But not with drugs. Unless you consider music a drug. A friend of mine, T, invited me to a concert for a band I'm not too familiar with called Manchester Orchestra. So why would I agree to attend a concert of a band I've never heard longer than 3 seconds?
Because an experience I had going to another concert. When I went to see Taking Back Sunday with my little sister, I couldnt get into the band beforehand. She burned me a cd and I just couldnt like their stuff. But I had to go to the concert because Christine was young enough at the time that my parents wouldnt let her go without me. And because I already had spent the money on a ticket. At the concert, I fell for their music. Then TBS became one of my favorite bands that summer. From that experience I concluded, some bands are just better live. And some are better when they've been doctored up in the studio (Black Eyed Peas, anyone?)
So Sunday night I say to T, "I guess I have one week to get into Manchester Orchestra." I was excited at the prospect. The first time I listened to them I was not hooked. I could appreciate a couple of songs for their musical qualities but they didn't catch my interest. Pensacola was one of the first I liked for its sound--not so much for the lyrics. T asked me what I thought of the lead's voice. It is very unique. I liked it. I also like the voice of the lead singer in Anberlin who also has a unique voice. And James Blunt. Some people are turned off by those types of voices. And trust me, there are voices of musicians out there that I simply cannot stand. Not the case this time.
I've known for awhile that it usually takes me a long time to like new stuff and I usually hate everything at the beginning. One of my most favorite bands right now, Muse, was a band I was unimpressed with at first.
I've listened to Simple Math every day (sometimes multiple times a day) this week. Monday and Tuesday, I was trying to force their style and sound into my little box. That wasn't working. I wanted to be in love with the lyrics but it just wasnt happening. T knows lyrics is one of the biggest things that drives me to particular songs. With him, not so much. He is more interested in the melodies a song has to offer. I think emotion can be strongly expressed in both ways, but one is a little more obvious than the other. Props to T for appreciating the unspoken emotion of a song. By Tuesday I felt like I was entering into an arranged marriage with Manchester Orchestra on Saturday. I was going to a concert of a band I didn't choose and I didn't want to back out. I wanted to make it work. But it was going to be a mystery as to what the band would bring to the arranged marriage. It wasn't like I felt dismay at the prospect of an arranged marriage. Just this feeling of, "ok, I'm going to make this work despite my preconceived notions."
Wednesday was a turning point for me. A couple of songs really started to stand out to me, like Pale Black Eye and Virgin. Pale Black Eye snuck up on me. It was toward the end of the song when I felt the emotion the lead singer was conveying as well as the music supporting him. As it ended I had to restart the song with this open-mindedness that I might actually like other parts and aspects of the song if only I looked for them. The song grew on me fast.

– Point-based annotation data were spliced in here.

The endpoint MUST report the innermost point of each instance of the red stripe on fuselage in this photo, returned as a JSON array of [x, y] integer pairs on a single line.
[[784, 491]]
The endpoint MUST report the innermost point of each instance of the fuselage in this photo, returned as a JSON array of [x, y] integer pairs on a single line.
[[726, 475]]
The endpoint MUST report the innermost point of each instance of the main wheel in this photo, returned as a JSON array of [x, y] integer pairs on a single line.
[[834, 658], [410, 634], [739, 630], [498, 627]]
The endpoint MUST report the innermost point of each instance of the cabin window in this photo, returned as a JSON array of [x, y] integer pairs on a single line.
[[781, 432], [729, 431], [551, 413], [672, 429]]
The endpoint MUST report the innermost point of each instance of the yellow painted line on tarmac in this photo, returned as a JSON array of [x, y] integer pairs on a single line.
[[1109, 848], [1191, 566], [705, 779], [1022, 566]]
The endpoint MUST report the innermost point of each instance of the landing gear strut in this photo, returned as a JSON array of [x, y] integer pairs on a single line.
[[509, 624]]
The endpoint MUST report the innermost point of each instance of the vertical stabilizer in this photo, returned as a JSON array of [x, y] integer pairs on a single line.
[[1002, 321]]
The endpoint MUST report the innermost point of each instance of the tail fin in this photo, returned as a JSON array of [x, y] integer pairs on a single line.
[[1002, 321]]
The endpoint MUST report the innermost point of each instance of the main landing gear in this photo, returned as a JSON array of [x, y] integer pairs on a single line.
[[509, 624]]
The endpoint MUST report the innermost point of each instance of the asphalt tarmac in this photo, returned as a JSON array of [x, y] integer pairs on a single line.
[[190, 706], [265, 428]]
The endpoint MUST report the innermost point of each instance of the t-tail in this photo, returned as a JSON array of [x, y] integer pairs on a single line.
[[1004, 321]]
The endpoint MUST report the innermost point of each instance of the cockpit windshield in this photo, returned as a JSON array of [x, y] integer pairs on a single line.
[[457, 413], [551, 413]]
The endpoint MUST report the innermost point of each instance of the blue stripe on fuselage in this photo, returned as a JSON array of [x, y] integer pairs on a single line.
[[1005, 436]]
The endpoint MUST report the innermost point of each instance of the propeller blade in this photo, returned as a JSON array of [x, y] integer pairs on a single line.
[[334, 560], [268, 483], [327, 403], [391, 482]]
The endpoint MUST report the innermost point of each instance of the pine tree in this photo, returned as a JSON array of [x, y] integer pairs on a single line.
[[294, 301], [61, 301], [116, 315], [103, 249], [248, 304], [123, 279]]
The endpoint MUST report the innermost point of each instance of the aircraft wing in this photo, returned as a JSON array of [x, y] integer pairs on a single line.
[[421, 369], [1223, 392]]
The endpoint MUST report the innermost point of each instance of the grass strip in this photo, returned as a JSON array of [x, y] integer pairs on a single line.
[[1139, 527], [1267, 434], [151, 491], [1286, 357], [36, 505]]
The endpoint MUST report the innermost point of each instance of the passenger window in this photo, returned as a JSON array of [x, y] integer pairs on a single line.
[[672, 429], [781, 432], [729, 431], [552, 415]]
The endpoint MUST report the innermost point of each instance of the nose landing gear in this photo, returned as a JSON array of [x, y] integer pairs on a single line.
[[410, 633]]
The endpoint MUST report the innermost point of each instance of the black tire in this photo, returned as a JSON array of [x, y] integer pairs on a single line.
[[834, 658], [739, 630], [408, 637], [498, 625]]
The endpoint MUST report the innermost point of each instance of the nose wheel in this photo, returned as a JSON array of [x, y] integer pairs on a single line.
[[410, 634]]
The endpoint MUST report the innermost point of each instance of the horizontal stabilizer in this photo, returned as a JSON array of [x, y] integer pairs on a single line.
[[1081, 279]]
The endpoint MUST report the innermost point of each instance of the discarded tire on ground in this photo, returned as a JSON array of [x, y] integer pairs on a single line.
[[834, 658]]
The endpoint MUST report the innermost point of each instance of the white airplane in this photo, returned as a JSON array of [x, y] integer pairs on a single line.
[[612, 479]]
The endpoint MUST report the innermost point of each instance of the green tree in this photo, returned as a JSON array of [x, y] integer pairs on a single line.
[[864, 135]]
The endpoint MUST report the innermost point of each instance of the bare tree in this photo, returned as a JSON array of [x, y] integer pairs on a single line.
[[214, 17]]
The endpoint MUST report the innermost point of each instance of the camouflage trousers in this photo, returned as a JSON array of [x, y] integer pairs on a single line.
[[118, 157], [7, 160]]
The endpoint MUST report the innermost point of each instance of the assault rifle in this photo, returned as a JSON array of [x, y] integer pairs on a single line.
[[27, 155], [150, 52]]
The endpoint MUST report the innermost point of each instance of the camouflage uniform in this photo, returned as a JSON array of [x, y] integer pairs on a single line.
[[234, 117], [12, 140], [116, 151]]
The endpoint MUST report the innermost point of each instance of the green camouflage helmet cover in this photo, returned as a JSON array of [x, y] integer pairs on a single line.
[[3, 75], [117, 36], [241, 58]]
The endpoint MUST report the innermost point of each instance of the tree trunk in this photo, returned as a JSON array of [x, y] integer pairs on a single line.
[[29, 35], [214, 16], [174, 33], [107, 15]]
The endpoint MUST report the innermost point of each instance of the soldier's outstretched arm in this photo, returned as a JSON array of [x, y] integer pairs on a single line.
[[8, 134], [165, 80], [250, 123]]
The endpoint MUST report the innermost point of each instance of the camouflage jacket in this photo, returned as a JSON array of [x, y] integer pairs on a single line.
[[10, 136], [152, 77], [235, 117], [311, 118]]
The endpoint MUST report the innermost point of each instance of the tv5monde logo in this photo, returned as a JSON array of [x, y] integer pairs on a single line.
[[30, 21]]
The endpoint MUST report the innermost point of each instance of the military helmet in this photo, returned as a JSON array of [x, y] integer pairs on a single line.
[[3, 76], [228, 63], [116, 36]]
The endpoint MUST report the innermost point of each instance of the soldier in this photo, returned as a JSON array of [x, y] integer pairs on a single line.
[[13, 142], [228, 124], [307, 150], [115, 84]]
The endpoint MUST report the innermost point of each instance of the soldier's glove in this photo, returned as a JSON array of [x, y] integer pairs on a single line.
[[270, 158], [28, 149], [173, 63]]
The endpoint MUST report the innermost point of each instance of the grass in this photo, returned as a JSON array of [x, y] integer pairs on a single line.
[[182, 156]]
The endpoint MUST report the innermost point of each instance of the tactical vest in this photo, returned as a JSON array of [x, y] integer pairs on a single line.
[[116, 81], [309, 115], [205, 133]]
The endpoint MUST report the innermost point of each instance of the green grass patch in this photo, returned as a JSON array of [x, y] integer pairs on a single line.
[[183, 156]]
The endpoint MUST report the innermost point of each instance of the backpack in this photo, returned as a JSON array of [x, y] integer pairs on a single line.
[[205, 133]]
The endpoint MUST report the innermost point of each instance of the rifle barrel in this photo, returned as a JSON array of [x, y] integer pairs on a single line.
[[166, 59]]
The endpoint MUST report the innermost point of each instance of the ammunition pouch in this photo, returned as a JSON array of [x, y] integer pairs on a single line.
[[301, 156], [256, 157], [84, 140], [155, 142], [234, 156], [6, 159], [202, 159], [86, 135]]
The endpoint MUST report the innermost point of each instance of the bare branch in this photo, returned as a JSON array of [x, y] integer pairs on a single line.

At first I didn't like Virgin because of how heavy it was and I typically gravitate to lighter styles like John Mayer or Death Cab. I could appreciate Virgin for what it was trying to do, but it didn't catch me. Kind of like how I can acknowledge Jazz music as good and talented without actually liking it. But Virgin grabbed me because of its predictable repetitiveness. Maybe it is a little too repetitive but it got stuck in my head. Then I started allowing myself to feel the emotion of it and then I loved it. I told T a few of the songs were actually starting to grow on me. I gave up on trying to be in love with the lyrics and just tried to appreciate the sound because thats what got me with Pale Black Eye. One of the reasons I had a hard time with this specific band is that I couldn't understand what they were saying half the time.
Today is when I was able to articulate the reasons I had a hard time with this album at first. I've learned from this experience that I'm pretty closed-minded about new music and thats why I usually don't like it at first. I try and cram music into a box. I want it to sound a certain way. I want the structure of a song to follow a certain format. I have to fall in love with the lyrics. If it gets stuck in my head quickly, all the more better. I like music with predictable repetition. I've got to be able to sing along. But after listening to most of the songs several times, I've realized I have to read a little deeper into the lyrics to understand what they mean. I have to work at appreciating the message. I also did a little googling wed night to find some explanations by the band. Not every song is explained but hearing the central message of what Simple Math is about, I realize that there's a very specific context for some of these songs and its not blatantly obvious. And if you dont know what that context is, you are like a lost wanderer in a foreign land. Anyway, yesterday I accepted I couldn't expect to appreciate the songs based on lyrics alone. And today I realized these songs just dont follow a structure I'm used to. But when I started opening my mind do what they are (instead of what they aren't) I started to feel a new hope that I could maybe really like this band.
I'm still excited to see if they're awesome in concert on Saturday. Thats one question I had from the start and after this whole process this week, it still remains.